Algunos programas de política social desaparecieron como por ejemplo las escuelas de tiempo completo  y el programa “construyendo el futuro” se redujo el monto asignado.

El Presupuesto de Ingresos de la Federación es un instrumento importante de política económica para el crecimiento y el desarrollo, pero en el caso de la 4T no es así ni en tiempos de la peor crisis económica del país.

Después de los proyectos estratégicos y los programas sociales el manejo de la deuda pública es una prioridad que constituye una carga para las finanzas públicas que se agravó a partir de la caída de los ingresos públicos como consecuencia del derrumbe económico.

Con este presupuesto es muy complicado lograr la recuperación en el mediano plazo porque no se asignan montos financieros a la inversión  pública más allá  de los destinados a los proyectos estratégicos.

La prioridad del gobierno de López Obrador es asegurar la base social mediante el control del presupuesto de los programas sociales con vista al proceso electoral del 2021 para poder estar en condiciones de ganar la mayoría de las quince gubernaturas y la cámara de diputados en disputa.

A los gobiernos estatales y municipios se les redujo las participaciones federales a pesar de la oposición de los gobernadores de la  Alianza Federalista.

De esta manera, la profundización de la crisis económica, de forma “natural” comienza a presentar signos de recuperación pero no a los niveles del año 2019, los indicadores económicos y financieros son muy contradictorios, por una parte en el mes de octubre de este año se criaron 200 mil nuevos empleos, apenas la cuarta parte de los que se perdieron en meses anteriores;  las ventas en las tiendas de autoservicio y departamentales aumentaron el 5.5 por ciento en el mes de cuestión, el salario contractual aumento en 4 por ciento en términos nominales pero ligeramente menor al incremento del año pasado.

Por otra parte, la inflación aumento en 4.09 por ciento un punto por encima de la meta establecida para el presente año por parte del Banco de México; la venta de vehículos automotores aumento 8.7 por ciento después de haberse registrado caídas importantes durante los meses anteriores.
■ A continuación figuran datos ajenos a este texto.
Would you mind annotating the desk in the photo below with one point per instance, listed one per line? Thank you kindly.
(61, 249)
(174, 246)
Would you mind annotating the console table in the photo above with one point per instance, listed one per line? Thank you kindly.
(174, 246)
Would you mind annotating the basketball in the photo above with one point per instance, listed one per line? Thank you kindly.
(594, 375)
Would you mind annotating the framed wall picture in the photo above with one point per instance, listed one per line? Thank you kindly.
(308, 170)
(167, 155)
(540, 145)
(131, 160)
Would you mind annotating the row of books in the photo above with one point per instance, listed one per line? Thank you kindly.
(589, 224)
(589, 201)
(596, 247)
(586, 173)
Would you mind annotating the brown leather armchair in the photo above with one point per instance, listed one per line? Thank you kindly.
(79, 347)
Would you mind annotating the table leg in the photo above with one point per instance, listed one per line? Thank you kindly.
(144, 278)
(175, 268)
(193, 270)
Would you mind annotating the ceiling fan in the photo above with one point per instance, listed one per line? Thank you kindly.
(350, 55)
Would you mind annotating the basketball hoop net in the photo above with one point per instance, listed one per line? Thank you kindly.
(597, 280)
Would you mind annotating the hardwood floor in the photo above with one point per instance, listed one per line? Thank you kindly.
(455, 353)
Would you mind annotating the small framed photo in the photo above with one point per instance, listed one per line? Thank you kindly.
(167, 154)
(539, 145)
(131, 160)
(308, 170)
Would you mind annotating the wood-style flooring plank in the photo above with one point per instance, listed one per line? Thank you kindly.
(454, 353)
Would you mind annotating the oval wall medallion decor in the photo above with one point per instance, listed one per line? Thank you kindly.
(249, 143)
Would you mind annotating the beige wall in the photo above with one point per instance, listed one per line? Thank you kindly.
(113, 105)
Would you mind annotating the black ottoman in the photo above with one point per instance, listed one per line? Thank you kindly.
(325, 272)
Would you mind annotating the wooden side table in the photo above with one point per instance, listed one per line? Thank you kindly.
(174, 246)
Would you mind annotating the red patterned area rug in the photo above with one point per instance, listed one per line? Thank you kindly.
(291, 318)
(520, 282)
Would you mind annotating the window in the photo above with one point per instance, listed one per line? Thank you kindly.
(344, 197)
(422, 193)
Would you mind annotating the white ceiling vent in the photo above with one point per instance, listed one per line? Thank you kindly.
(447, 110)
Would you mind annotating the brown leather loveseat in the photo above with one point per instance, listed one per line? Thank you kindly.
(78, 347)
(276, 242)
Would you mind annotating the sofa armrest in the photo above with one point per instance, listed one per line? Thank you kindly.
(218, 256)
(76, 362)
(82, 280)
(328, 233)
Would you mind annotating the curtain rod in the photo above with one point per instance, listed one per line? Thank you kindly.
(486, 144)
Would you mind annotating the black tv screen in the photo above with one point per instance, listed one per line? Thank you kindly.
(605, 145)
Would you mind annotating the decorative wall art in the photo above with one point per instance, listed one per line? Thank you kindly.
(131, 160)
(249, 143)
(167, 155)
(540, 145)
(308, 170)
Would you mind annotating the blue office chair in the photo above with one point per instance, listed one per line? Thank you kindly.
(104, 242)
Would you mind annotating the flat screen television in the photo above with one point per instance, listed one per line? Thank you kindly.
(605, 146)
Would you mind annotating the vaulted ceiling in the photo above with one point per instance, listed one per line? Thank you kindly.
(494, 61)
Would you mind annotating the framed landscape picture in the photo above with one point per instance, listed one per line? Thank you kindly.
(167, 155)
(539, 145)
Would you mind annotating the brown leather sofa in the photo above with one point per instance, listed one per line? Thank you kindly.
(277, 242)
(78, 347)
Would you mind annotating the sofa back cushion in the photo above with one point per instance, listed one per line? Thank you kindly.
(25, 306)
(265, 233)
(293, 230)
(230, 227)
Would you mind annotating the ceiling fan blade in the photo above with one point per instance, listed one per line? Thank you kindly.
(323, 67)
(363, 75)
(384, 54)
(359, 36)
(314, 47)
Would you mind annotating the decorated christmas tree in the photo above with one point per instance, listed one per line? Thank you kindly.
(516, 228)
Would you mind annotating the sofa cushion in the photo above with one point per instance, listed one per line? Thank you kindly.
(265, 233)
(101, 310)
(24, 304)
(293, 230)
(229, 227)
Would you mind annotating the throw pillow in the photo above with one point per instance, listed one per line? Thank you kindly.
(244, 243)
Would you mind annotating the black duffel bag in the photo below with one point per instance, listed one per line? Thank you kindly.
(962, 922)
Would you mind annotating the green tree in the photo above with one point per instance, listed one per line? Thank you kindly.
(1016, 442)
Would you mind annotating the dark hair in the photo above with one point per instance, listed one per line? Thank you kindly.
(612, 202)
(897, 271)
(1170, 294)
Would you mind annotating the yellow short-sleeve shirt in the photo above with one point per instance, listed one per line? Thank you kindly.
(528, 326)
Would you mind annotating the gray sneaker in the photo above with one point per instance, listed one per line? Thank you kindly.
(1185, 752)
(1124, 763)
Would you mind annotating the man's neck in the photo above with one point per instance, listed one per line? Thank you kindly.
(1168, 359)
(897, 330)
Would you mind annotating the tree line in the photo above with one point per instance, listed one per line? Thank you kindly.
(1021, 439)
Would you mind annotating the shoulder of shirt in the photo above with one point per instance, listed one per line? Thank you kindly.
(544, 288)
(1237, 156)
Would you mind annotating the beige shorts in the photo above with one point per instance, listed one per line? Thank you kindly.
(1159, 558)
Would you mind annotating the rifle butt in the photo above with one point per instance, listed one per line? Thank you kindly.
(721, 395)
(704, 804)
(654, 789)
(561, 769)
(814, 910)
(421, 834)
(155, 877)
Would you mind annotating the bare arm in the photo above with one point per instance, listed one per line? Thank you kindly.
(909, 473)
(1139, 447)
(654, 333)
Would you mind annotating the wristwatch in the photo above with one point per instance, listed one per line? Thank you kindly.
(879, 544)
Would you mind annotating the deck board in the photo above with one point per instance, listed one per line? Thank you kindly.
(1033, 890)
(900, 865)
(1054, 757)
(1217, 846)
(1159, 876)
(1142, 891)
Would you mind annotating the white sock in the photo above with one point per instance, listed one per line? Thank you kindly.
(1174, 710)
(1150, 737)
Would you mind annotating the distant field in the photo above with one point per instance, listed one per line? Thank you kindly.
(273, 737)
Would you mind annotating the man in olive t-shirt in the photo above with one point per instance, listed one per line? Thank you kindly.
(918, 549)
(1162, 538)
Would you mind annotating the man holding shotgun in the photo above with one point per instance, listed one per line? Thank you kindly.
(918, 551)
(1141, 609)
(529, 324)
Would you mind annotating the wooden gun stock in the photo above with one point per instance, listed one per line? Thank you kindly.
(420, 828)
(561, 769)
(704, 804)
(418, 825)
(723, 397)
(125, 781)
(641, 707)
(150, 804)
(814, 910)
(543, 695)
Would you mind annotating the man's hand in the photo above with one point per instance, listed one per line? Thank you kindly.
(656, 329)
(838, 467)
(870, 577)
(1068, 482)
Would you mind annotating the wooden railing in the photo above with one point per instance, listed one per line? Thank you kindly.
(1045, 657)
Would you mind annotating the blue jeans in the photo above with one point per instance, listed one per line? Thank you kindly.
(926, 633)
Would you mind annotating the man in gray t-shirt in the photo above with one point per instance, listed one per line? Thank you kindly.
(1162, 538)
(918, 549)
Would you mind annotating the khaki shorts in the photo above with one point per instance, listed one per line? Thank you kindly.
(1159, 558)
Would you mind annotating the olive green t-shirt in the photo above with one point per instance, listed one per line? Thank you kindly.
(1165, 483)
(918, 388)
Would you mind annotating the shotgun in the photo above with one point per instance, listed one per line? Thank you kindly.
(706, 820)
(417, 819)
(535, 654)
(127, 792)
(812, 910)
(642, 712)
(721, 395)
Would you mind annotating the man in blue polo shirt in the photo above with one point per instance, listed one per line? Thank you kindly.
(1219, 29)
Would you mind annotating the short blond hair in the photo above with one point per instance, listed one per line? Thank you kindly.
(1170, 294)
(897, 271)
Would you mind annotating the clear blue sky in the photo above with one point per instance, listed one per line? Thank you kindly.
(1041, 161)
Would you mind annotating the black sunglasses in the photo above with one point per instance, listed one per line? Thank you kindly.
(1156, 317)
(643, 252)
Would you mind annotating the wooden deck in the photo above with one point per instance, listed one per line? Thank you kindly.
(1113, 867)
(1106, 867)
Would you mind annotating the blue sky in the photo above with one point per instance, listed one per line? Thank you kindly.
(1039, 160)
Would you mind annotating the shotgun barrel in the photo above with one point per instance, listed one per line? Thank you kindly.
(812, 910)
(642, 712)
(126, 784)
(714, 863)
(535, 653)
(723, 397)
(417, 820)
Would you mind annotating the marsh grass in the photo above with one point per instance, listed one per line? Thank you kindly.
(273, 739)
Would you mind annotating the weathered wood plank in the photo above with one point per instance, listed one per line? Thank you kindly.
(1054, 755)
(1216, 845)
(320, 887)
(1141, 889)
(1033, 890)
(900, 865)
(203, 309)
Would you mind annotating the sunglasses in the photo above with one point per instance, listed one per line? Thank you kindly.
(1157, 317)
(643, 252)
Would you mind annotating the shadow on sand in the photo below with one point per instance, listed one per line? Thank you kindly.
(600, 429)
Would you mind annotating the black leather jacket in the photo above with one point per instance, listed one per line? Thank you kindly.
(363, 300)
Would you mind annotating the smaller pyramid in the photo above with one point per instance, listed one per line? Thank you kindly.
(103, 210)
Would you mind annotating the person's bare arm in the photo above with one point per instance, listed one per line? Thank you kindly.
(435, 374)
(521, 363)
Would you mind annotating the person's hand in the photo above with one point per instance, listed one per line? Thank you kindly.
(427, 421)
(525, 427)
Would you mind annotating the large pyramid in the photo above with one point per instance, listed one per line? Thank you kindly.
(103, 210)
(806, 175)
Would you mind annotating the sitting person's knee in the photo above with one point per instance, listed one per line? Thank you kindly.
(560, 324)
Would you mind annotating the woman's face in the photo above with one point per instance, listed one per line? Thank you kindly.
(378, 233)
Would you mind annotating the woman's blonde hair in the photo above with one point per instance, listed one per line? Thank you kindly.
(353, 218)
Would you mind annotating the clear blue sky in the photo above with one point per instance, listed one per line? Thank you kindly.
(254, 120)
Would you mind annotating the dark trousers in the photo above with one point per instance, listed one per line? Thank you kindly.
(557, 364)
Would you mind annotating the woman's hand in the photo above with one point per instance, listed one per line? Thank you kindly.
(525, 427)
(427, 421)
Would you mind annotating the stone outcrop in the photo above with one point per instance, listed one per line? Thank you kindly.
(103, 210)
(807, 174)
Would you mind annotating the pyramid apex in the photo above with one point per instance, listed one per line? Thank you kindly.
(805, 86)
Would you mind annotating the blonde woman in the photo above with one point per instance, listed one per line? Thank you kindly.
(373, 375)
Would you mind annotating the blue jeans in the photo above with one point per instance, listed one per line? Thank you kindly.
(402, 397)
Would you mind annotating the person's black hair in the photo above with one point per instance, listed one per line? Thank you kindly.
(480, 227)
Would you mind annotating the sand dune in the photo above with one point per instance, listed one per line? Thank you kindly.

El consumo privado durante el mes de agosto creció el 1.8 por ciento en términos reales; mientras tanto la inversión fija bruta reporto en el mes de agosto un crecimiento real del 5.7 por ciento pero la tendencia todavía es negativa a lo largo del año.

Con estos indicadores económicos y la falta de una política económica orientada a la inversión productiva a través de un mayor endeudamiento del país para lograr la recuperación en el corto plazo de manera sostenida, es muy complicado que la economía mexicana pueda repuntar en el 2021 ya que el presupuesto de egresos de la federación no tiene ese propósito y apela a la recuperación económica en los Estados Unidos.

De esta manera el Presupuesto de Ingresos de la Federación para el 2021 es austero, de hambre y miseria.